Marcus miró primero a mamá.

—Victor Graves.

El nombre pareció quitarle el aire.

Mamá me apretó la mano con tanta fuerza que me dolió.

Nathaniel levantó lentamente la mirada.

—Mi hermano lleva once años muerto.

Nadie habló.

Marcus colocó una segunda hoja sobre la carpeta.

—Hay algo más.

Era una copia del contrato de alquiler de nuestro apartamento.

Junto al nombre de mamá aparecía una nota escrita a mano.

“Confirmado. La niña tiene aproximadamente ocho años.”

Mi madre soltó un sonido ahogado.

Nathaniel tomó su teléfono.

—Activen seguridad completa. Quiero hombres en Aldridge Street ahora.

Mamá negó desesperadamente.

—No podemos volver allí.

—No van a volver.

—Tampoco voy contigo.

Nathaniel la miró fijamente.

—Entonces dime dónde puedo protegerlas.

—No puedes.

—Elena…

—¡Tú eres la razón por la que estamos en peligro!
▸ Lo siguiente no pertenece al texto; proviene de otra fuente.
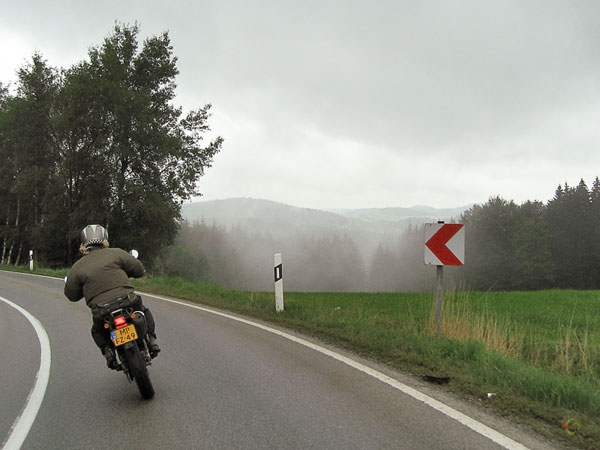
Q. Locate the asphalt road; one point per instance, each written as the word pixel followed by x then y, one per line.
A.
pixel 220 384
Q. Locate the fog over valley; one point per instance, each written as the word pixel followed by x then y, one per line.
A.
pixel 233 241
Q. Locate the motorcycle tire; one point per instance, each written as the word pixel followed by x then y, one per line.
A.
pixel 139 372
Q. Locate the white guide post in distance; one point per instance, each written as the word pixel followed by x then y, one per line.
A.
pixel 278 273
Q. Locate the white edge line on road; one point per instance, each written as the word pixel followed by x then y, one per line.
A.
pixel 467 421
pixel 23 423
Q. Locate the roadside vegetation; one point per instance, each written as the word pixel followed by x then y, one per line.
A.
pixel 537 352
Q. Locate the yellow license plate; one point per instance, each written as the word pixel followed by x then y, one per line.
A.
pixel 124 335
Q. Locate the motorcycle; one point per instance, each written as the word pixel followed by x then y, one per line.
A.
pixel 129 337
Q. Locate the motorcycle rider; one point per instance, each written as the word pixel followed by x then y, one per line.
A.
pixel 102 274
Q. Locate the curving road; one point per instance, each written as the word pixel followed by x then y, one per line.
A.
pixel 220 384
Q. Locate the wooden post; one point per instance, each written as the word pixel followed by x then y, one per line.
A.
pixel 278 272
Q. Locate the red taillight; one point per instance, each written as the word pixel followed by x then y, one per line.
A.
pixel 120 322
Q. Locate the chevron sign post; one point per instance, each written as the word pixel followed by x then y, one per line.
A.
pixel 444 246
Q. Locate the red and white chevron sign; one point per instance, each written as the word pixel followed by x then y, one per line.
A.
pixel 444 244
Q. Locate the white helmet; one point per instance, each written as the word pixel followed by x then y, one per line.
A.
pixel 93 235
Aquellas palabras hicieron que todos callaran.

Miré a mamá.

—¿Por qué?

Sus ojos se llenaron de lágrimas.

Nathaniel parecía incapaz de respirar.

—Elena, no.

Pero mamá ya había entendido que el secreto se había terminado.

Se arrodilló frente a mí.

—Ruby, hay algo que nunca te conté sobre tu padre.

Sentí un vacío en el estómago.

—Me dijiste que murió antes de que yo naciera.

Mamá cerró los ojos.

—Mentí.

Detrás de ella, Nathaniel Graves se quedó completamente inmóvil.

Entonces comprendí por qué había palidecido al verme.

Por qué conocía la cicatriz de mamá.

Por qué llevaba doce años buscándola.

Miré al hombre más temido de la ciudad.

—¿Usted es mi papá?

Nathaniel abrió la boca.

Pero antes de que pudiera responder, Marcus recibió una llamada.

Su expresión cambió inmediatamente.

—Señor Graves.

Nathaniel giró.

—¿Qué?

Marcus activó el altavoz.

Una voz masculina salió del teléfono.

—Llegamos al 427 de Aldridge.

Se escuchó una pausa.

—El apartamento 3B está abierto.

Mamá se levantó de golpe.

—¿Qué encontraron?

La respuesta llegó segundos después.

—Alguien estuvo aquí antes que nosotros.

Otra pausa.

—Y dejó una fotografía de Ruby sobre la cama con una X roja encima.